For £72 odd per week Job Seeker's Allowance, I'm supposed to spend 35 hours per week job seeking - not much more than £2 an hour. A fairly clear incentive to not claim JSA, and thus not be counted as seeking work.
My job seeking comprises trawling through e-mails with links to jobs, looking for ones for which I have skills/experience that seems to match the recruiter's requirements and that don't involve absurd amounts of travelling or relocation.
This is a needle in a haystack exercise; although I do find jobs that my skills/experience do somewhat match, the applications in the main fall into a black hole. One or two "unfortunately" e-mails do come back and I suppose it's better to fal at the first hurdle on these things rather than failing to be the best at interview.

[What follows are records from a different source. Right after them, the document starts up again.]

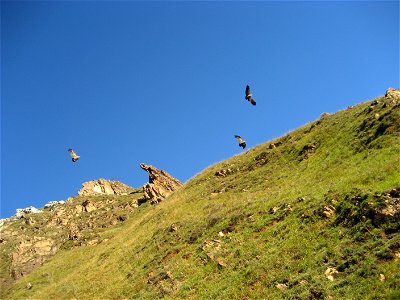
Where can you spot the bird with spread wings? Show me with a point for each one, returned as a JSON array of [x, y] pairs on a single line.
[[73, 155], [241, 142], [249, 96]]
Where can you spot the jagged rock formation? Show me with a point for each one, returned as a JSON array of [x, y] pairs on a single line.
[[34, 236], [104, 187], [160, 185]]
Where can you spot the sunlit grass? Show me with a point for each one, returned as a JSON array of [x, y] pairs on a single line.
[[239, 236]]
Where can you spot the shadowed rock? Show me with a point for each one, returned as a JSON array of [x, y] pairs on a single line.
[[160, 185]]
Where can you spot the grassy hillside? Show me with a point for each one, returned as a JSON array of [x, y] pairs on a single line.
[[265, 224]]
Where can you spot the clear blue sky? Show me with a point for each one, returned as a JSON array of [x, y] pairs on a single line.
[[163, 83]]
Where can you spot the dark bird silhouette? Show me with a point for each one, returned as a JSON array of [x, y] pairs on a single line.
[[242, 143], [249, 96], [73, 155]]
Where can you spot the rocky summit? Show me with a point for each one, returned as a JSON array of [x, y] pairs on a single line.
[[33, 236], [313, 214]]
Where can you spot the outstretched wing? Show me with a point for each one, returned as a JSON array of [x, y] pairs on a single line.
[[248, 93], [73, 154], [239, 139]]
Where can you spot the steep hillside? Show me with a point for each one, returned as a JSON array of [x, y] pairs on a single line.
[[311, 215]]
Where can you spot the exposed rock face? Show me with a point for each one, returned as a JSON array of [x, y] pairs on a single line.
[[104, 187], [21, 212], [160, 185]]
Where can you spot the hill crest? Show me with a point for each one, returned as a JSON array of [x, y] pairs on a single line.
[[324, 194]]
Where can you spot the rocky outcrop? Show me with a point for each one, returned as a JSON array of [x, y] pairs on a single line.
[[160, 185], [104, 187], [21, 212]]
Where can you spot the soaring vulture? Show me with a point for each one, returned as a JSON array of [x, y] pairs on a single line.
[[249, 96], [73, 155], [242, 143]]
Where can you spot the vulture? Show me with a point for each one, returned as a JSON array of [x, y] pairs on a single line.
[[242, 143], [73, 155], [249, 96]]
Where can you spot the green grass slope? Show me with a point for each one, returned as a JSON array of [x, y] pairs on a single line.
[[265, 224]]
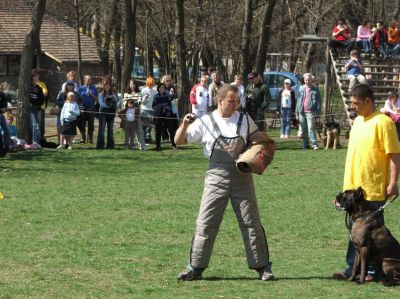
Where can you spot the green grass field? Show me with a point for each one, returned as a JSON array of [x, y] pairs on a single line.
[[119, 223]]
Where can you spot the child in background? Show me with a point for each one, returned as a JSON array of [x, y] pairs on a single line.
[[68, 116], [354, 69], [130, 116]]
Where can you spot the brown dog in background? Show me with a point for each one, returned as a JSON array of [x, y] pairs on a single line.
[[331, 133], [372, 239]]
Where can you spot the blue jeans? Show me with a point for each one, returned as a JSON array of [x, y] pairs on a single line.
[[105, 119], [307, 123], [6, 132], [35, 118], [286, 114], [351, 250], [365, 44]]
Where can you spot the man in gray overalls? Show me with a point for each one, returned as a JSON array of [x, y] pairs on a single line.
[[224, 133]]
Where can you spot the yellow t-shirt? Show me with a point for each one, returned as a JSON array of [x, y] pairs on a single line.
[[372, 138], [45, 91]]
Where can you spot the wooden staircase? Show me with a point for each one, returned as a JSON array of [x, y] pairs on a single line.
[[382, 75]]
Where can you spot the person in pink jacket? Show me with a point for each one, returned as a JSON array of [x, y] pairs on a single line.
[[364, 33]]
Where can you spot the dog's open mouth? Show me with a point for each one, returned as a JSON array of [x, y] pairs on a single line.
[[337, 205]]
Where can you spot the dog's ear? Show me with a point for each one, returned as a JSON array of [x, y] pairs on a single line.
[[359, 194]]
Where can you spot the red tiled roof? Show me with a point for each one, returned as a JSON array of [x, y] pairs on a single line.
[[58, 40]]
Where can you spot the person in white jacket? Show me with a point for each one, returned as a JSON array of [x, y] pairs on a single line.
[[68, 116], [199, 97]]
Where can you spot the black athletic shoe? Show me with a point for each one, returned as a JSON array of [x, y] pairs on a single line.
[[189, 275]]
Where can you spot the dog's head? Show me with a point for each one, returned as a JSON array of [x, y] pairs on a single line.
[[350, 200]]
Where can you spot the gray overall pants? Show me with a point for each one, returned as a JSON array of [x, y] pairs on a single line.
[[224, 182]]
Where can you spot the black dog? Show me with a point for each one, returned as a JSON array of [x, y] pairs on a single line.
[[373, 241]]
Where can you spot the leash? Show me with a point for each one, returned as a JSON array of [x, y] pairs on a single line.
[[381, 208]]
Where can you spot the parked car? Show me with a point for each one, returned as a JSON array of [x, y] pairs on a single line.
[[274, 80]]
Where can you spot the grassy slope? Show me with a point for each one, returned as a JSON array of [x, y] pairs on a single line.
[[112, 224]]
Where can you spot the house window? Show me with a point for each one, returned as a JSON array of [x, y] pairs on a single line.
[[3, 65], [9, 65]]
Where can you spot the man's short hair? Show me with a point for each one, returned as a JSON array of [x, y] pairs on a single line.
[[252, 75], [361, 92], [354, 52], [223, 91]]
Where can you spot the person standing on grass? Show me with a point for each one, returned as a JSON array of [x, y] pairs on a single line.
[[133, 94], [61, 98], [36, 76], [224, 134], [108, 102], [146, 110], [238, 81], [36, 102], [286, 100], [372, 161], [257, 97], [308, 106], [163, 112], [69, 114], [89, 96], [199, 97]]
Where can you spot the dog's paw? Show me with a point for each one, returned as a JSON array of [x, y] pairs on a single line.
[[352, 278]]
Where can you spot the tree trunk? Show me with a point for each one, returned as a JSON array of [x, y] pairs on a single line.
[[78, 37], [24, 79], [182, 74], [129, 40], [149, 46], [396, 11], [264, 36], [382, 10], [117, 54], [245, 65]]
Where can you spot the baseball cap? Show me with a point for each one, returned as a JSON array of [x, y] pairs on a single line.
[[252, 75]]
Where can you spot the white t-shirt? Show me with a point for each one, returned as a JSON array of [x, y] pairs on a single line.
[[201, 99], [130, 114], [202, 131]]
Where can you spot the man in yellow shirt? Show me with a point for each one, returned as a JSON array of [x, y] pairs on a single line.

"There are jobs out there if people want them; they just have to look" is the mantra, but asserting the first clause does not make it true, however many times or however forcefully it is repeated. As to the second clause, it seems absurd. In what sense are jobs "hidden" and if they are, why?
My experience is that jobs are advertised by more than one agency, and are put in e-mails over and over again, such that I'm always finding jobs I've already applied for or already seen and decided not to apply for.
These jobs are really positions - that is engagements for several hours a week for extended periods of time. And by recruiting people with experience and skills the recruiters are abdicating their responsibility of training the people they employ. Someone else can do that. This makes the situation all the more tricky. I wouldn't object to being trained, but there has to be a position to go with the training. Otherwise, how does one choose what training to receive? Bricklaying? PHP? Sage? Raisers' Edge?
Find what you enjoy and do that is another maxim, bit it is not compatible with paying the bills, nor with spending 35 hours a week job searching (which has to include applying for jobs) nor with matching skills/experience with the posts available.